Former President Alan García requests asylum from Uruguay

Another former Peruvian president facing charges back home has requested asylum abroad. According to the country’s Foreign Ministry, Alan Garcia has asked Uruguayan officials for asylum after Peruvian authorities raided his home this weekend and a judge ruled against Garcia on an 18-month travel ban from leaving the country.

He is currently in the home of the Uruguayan ambassador in Lima seeking refuge.

He is being investigated in connection with possible ties to Odebrecht bribes during his presidency from 2006 to 2011. Other former presidents and politicians in the country have already fallen to the Odebrecht scandal, most recently Popular Force party leader Keiko Fujimori, who will spend the next three years in preventive prison.

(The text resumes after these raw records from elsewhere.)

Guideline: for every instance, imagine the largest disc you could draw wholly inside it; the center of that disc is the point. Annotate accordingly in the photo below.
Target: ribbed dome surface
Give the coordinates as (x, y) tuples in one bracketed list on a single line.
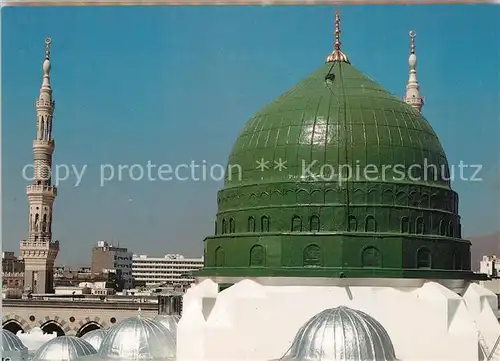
[(336, 116), (169, 321), (138, 338), (341, 334), (11, 342), (95, 337), (64, 348)]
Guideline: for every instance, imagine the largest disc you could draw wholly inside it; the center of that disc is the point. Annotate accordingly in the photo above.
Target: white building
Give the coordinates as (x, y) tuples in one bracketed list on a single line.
[(107, 258), (172, 269), (490, 265)]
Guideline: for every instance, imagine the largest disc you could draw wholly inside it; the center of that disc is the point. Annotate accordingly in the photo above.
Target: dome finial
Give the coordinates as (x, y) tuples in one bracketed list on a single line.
[(337, 54)]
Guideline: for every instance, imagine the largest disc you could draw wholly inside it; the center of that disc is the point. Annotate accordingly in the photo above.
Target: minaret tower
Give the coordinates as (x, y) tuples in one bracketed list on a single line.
[(412, 97), (39, 251)]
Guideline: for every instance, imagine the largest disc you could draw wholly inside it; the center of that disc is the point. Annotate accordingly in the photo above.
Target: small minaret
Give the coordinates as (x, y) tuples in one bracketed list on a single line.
[(412, 97), (39, 250), (337, 55)]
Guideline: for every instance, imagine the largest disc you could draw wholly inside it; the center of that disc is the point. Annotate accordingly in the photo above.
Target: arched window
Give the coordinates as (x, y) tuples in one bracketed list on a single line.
[(451, 229), (370, 224), (371, 257), (312, 256), (405, 225), (251, 224), (352, 224), (296, 224), (420, 226), (264, 224), (220, 257), (224, 226), (314, 224), (457, 260), (257, 256), (442, 228), (424, 259)]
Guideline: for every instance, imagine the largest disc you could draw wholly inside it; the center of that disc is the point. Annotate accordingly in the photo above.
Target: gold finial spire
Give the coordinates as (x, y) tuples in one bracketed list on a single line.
[(48, 41), (337, 54), (412, 41)]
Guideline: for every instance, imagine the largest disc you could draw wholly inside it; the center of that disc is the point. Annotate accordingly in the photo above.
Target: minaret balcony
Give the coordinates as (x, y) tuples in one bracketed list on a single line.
[(42, 144), (45, 103), (41, 189)]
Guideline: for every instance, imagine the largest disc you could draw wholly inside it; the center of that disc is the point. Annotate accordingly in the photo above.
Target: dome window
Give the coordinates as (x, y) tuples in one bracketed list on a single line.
[(296, 224), (251, 224), (424, 259)]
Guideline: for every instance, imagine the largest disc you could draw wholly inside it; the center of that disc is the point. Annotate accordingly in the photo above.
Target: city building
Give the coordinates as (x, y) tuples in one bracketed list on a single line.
[(172, 270), (110, 259), (307, 264), (39, 251)]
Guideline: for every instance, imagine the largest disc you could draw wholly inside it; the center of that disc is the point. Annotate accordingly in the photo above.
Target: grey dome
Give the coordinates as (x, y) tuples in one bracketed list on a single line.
[(138, 338), (64, 348), (13, 348), (169, 321), (341, 334), (95, 337)]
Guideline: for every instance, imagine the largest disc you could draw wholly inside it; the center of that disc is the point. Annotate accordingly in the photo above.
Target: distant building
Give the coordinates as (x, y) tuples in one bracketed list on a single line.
[(107, 258), (172, 270), (490, 265)]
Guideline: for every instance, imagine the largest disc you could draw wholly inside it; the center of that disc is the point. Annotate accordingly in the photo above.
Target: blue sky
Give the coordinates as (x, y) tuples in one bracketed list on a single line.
[(175, 84)]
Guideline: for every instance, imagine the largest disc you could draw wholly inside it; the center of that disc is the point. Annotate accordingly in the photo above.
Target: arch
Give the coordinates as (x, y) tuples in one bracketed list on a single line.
[(312, 256), (424, 258), (352, 224), (224, 226), (232, 225), (370, 224), (220, 257), (420, 226), (314, 223), (457, 260), (264, 224), (451, 229), (442, 228), (405, 225), (89, 326), (371, 257), (52, 327), (296, 224), (257, 256), (13, 326), (251, 224)]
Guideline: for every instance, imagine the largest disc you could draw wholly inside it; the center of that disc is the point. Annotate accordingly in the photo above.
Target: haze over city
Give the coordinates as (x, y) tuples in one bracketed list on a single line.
[(173, 85)]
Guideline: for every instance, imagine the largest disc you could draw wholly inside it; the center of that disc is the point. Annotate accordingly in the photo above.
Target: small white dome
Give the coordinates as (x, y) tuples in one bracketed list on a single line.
[(341, 334), (169, 321), (64, 348), (138, 338), (13, 348), (95, 337)]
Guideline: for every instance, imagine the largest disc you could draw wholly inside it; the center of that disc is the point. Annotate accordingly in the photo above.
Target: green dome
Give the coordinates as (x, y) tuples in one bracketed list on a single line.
[(337, 178)]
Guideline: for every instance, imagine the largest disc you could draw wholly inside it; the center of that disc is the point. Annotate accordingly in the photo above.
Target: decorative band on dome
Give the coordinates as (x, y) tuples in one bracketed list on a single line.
[(337, 55)]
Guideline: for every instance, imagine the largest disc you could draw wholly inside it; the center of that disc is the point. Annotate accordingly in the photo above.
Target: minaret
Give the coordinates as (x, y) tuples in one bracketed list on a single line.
[(39, 251), (412, 97), (337, 55)]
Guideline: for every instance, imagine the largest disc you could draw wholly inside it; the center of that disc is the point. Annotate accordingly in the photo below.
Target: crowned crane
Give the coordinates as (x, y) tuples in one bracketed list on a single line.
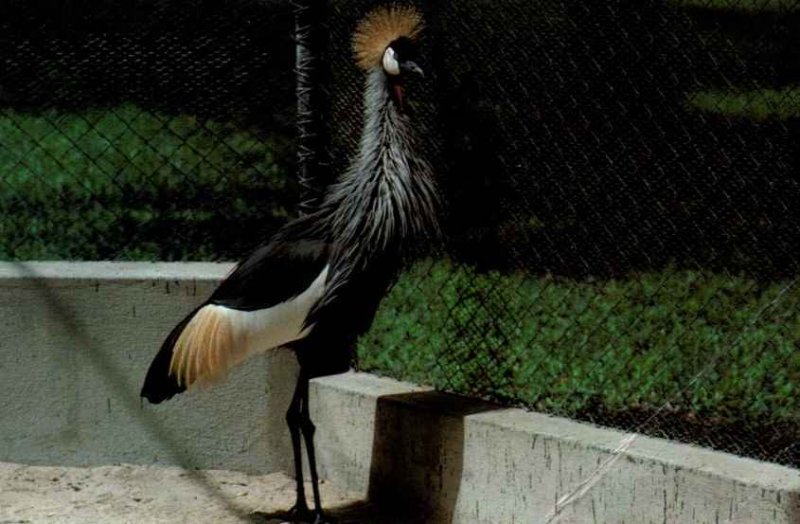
[(315, 286)]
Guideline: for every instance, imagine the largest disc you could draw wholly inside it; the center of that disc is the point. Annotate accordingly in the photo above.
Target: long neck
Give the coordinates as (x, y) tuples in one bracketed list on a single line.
[(387, 196)]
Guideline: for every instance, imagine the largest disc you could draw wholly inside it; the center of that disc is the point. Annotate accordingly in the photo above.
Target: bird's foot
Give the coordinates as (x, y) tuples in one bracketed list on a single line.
[(300, 514), (321, 518)]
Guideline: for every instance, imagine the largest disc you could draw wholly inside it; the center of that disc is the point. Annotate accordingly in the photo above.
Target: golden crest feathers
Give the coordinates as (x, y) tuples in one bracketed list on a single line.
[(380, 28)]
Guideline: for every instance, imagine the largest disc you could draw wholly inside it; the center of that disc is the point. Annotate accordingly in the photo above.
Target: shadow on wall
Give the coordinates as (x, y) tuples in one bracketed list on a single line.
[(417, 477)]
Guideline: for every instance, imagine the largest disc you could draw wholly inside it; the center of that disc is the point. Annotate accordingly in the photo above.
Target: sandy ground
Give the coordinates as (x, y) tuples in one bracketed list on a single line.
[(148, 495)]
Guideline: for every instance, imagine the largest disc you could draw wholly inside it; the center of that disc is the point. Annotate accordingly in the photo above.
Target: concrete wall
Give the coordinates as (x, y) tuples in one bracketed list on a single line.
[(75, 343), (444, 458), (76, 340)]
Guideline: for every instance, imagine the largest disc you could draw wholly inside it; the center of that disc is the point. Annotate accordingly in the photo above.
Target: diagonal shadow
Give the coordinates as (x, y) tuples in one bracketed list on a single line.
[(118, 380)]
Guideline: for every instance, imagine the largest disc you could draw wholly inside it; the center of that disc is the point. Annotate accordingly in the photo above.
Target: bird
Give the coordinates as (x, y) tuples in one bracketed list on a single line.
[(314, 287)]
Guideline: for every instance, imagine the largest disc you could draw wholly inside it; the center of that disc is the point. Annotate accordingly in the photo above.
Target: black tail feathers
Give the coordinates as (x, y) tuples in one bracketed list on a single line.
[(159, 385)]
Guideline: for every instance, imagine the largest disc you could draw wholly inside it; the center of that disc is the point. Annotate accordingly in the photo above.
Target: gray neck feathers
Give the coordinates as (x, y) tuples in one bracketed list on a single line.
[(387, 196)]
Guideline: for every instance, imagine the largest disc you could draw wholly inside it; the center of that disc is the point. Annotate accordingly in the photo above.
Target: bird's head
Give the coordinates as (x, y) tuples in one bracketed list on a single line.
[(386, 38)]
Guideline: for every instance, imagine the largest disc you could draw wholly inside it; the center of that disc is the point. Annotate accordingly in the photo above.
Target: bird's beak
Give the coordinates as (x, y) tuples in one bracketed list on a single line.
[(410, 66)]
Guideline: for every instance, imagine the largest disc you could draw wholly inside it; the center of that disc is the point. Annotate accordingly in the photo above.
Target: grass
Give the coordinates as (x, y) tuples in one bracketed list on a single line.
[(700, 342), (758, 105), (133, 184)]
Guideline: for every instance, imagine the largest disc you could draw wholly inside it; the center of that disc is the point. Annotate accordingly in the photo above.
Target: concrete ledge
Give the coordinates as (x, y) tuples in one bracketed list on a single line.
[(75, 342), (457, 460), (76, 339)]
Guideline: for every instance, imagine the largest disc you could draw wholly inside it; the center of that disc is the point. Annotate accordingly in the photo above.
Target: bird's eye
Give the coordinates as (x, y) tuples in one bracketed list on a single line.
[(390, 63)]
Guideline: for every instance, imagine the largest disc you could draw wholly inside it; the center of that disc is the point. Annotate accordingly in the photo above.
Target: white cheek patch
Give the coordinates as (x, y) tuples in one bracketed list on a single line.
[(390, 63)]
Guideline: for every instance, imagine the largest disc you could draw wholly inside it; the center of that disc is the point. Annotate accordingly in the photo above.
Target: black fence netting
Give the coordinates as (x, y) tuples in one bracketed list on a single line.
[(621, 179)]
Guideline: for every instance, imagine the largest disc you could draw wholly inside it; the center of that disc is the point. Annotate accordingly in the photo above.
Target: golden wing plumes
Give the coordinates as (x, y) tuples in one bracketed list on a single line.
[(206, 349), (380, 28)]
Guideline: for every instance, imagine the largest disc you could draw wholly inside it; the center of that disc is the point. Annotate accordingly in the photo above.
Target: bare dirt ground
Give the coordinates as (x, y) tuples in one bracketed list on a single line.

“The Court warns there is enough evidence supporting the illegal acts prosecutors are investigating,” said prosecutor José Domingo Sanchez.

During Garcia’s tenure atop Peru’s government, the Brazilian engineering firm paid to contract the Lima Metro Line 1 project.

His deputy communications head has already been jailed for taking money from Odebrecht.

“Garcia has requested asylum from that country, in accordance with the provisions of the Convention on Diplomatic Asylum of 1954, of which Peru and Uruguay are parties,” the Foreign Ministry’s report read Sunday night.

Odebrecht has already admitted to paying hundreds of millions of dollars of bribes across Latin America, though officials from the U.S. Department of Justice believe the figure to be higher.